Tim Luckett, PhD1; Brendan Mulhern, PhD1; Carrie-Anne Ng, PhD1; and Jessica Roydhouse, PhD1,2
1Cancer Quality of Life Expert Service Team (CQUEST), University of Technology Sydney (UTS), Australia
2Menzies Institute for Medical Research, University of Tasmania, and ISOQOL representative on the CQUEST Steering Committee
ISOQOL’s perspective (https://doi.org/10.1007/s11136-023-03396-z) on the FDA’s 2021 draft guidance (https://www.fda.gov/regulatory-information/search-fda-guidance-documents/core-patient-reported-outcomes-cancer-clinical-trials) summarises many of the daily challenges we face as a ‘technical service’ funded by the Australian government to provide PROMs advice to 14 Australasian Collaborative Cancer Clinical Trials Groups. The guidance (and perspective) discusses a modular approach to choosing PROMs, which is a growing topic of interest in our conversations with stakeholders. While we agree with the ISOQOL authors that a questionnaire’s length should by no means be the only factor for selecting PROs for a given trial, burden from too many items is THE most common PROM-related complaint expressed by cancer patients and clinical triallists alike.
Over the past couple of decades, two ‘suites’ of PROMs have developed a near duopoly on cancer clinical trials: EORTC and FACIT. Both suites offer a ‘core’ or ‘general’ measure for use across cancer types plus further measures that capture disease- and/or treatment-specific impacts. Trials typically combine the general/core measure and relevant treatment/disease measure, commonly resulting in 50 or more items repeated at multiple time-points. Hardly ever will all sub-scales from a given measure be required to address a PRO objective, but administering complete measures has become the standard “least risky” approach. Unfortunately, this poses other risks in the form of demotivation for staff and patients that might increase missing data and reduce data quality. Neither the EORTC nor FACIT have endorsed the FDA’s modular approach. Yet both organisations have produced online tools that invite users to customise PROM selection from the suite’s full range of single and multi-item scales according to the needs of a given trial.
Attractive as it may be for reducing burden, encouraging triallists to use only parts of existing PROMs must be accompanied by several caveats. We know of few head-to-head studies that examine the trade-off between burden and validity for the use of selected PROM sub-scales, but we suspect that results will depend on which sub-scales are involved and their ordering in the original measure. The final sub-scales of the QLQ-C30 and FACT-G are especially vulnerable to an order effects because they contain items on overall quality of life that, for some participants, may represent a summation of reflection across preceding items. It’s also worth noting that items outside of the FDA’s core sub-scales may be needed to enable health economic analyses for key stakeholders, such as those engaged in health technology assessment. There may be unexpected effects that a modular approach fails to capture. And studies using a modular or custom approach may encounter difficulties when comparing to older studies that used measures in their entirety.

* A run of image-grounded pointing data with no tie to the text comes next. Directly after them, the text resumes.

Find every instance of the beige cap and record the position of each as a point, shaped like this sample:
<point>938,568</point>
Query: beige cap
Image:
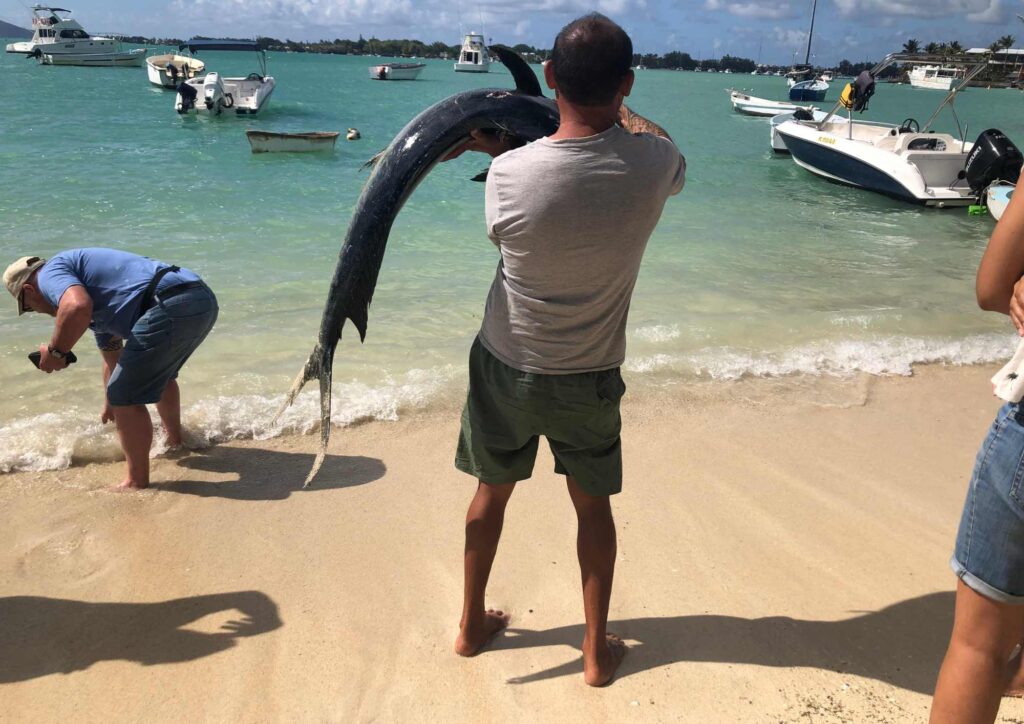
<point>19,272</point>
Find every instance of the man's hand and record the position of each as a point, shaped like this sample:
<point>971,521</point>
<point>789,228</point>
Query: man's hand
<point>493,144</point>
<point>1017,306</point>
<point>48,363</point>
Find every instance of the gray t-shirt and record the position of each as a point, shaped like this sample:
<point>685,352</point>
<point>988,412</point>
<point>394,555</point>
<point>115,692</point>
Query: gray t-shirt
<point>571,219</point>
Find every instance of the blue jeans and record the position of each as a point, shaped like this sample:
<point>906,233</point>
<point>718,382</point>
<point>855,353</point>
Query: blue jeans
<point>161,342</point>
<point>989,555</point>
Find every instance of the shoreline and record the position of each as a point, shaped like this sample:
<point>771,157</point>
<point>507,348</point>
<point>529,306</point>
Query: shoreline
<point>776,562</point>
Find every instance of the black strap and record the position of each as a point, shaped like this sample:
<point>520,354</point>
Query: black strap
<point>151,291</point>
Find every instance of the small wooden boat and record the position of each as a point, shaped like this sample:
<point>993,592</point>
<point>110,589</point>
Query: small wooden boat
<point>396,71</point>
<point>270,142</point>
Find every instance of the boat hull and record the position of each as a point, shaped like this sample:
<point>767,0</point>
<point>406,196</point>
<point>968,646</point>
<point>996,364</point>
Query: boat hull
<point>267,142</point>
<point>132,58</point>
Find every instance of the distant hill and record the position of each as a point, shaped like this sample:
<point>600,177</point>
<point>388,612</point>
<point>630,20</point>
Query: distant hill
<point>9,31</point>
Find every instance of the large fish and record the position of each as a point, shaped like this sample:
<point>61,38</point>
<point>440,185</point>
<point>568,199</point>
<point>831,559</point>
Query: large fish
<point>522,114</point>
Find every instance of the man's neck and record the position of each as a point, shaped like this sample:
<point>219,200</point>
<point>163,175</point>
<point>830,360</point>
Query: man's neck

The above considerations significantly complicate the decision of choosing a PROM, which should take account of the overall trial objectives and context, as emphasised by international consensus initiatives by ISOQOL, SPIRIT-PRO and SISAQOL. Further discussion and guidance are needed to help researchers and services such as ours ensure that patient voices are heard in trials while minimising burden and ensuring that all stakeholders get the information they need.